Update:* Mittlerweile bieten immer mehr Händler die CPUs an. Der  i5-3570k wird bereits von 4 Händlern angeboten, einige geben sogar eine  Lieferbarkeit von 1-2 Tagen an.



*Original:*
Knapp 2 Wochen vor dem mutmaßlichen Launch sind jetzt die ersten Ivy Bridge CPUs im Preisvergleich gelistet. Dabei handelt es sich um folgende Modelle:

i5-3450              
i5-3550
i5-3570k
i7-3770
i7-3770k

Die Preise sind mit 198,90€, 218,90€, 224,90€ für die drei i5 und 304€ bzw. 319€ für die beiden i7 angegeben.
Lieferbar ist jedoch noch keine der CPUs.

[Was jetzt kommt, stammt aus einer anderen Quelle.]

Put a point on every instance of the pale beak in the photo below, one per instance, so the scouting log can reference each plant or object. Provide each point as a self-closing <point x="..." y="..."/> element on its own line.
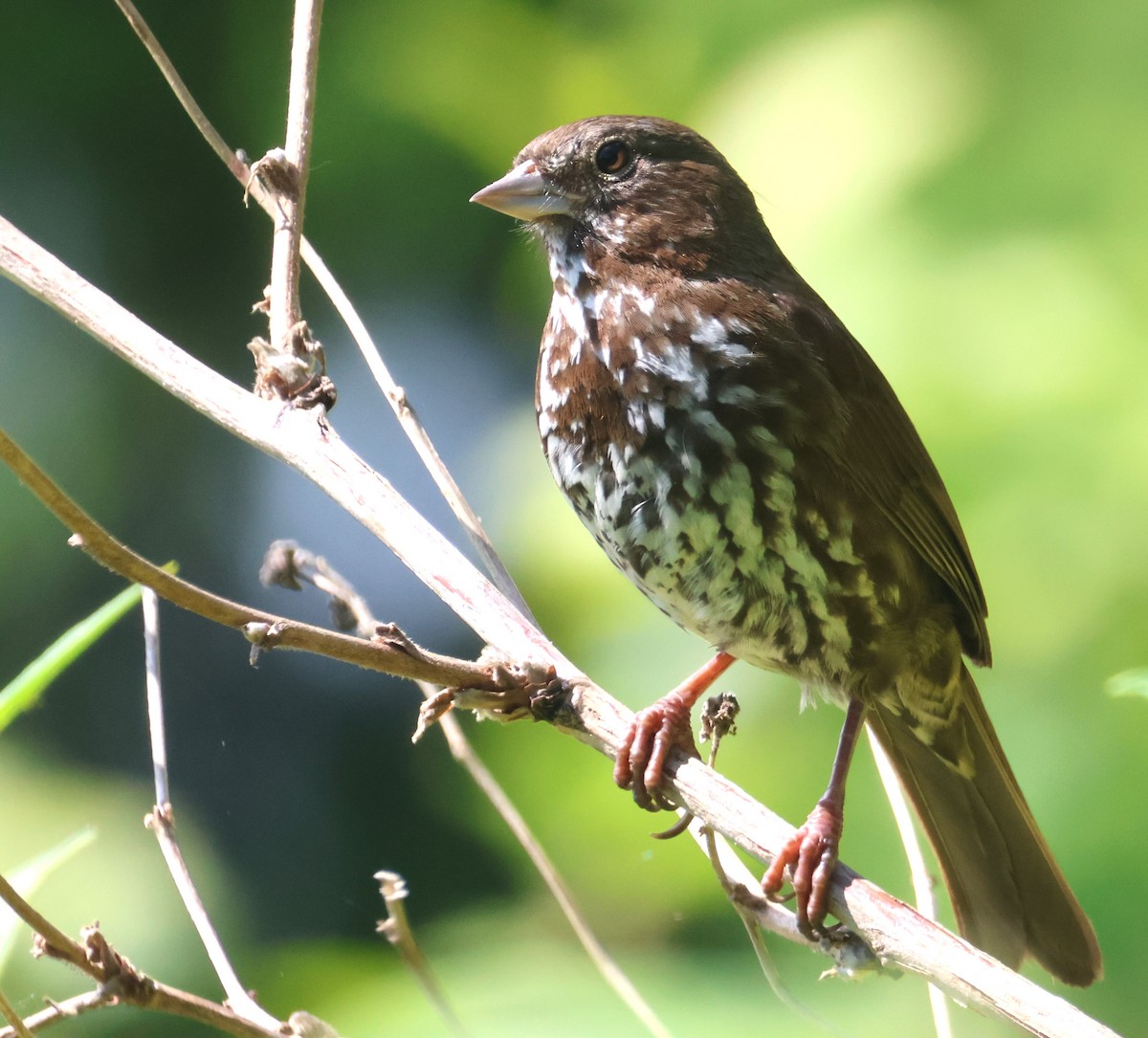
<point x="525" y="194"/>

Ich könnte mir gut vorstellen, das ähnlich wie bei den Ivy Boards, noch vor dem eigentlichen Launch der Verkauf einiger Modelle beginnt.

Quelle: Geizhals


----------



## Lan_Party (12. April 2012)

Kein i5k  Modell!? 0.o 
Ich hoffe doch das kommt noch!


----------



## Nemesis_AS (12. April 2012)

Die Preise sehen, für mich, schon recht gut aus. Jetzt fehlen mir eigentlich nur noch die ersten offiziellen Tests und dann kann meine Entscheidung fallen. 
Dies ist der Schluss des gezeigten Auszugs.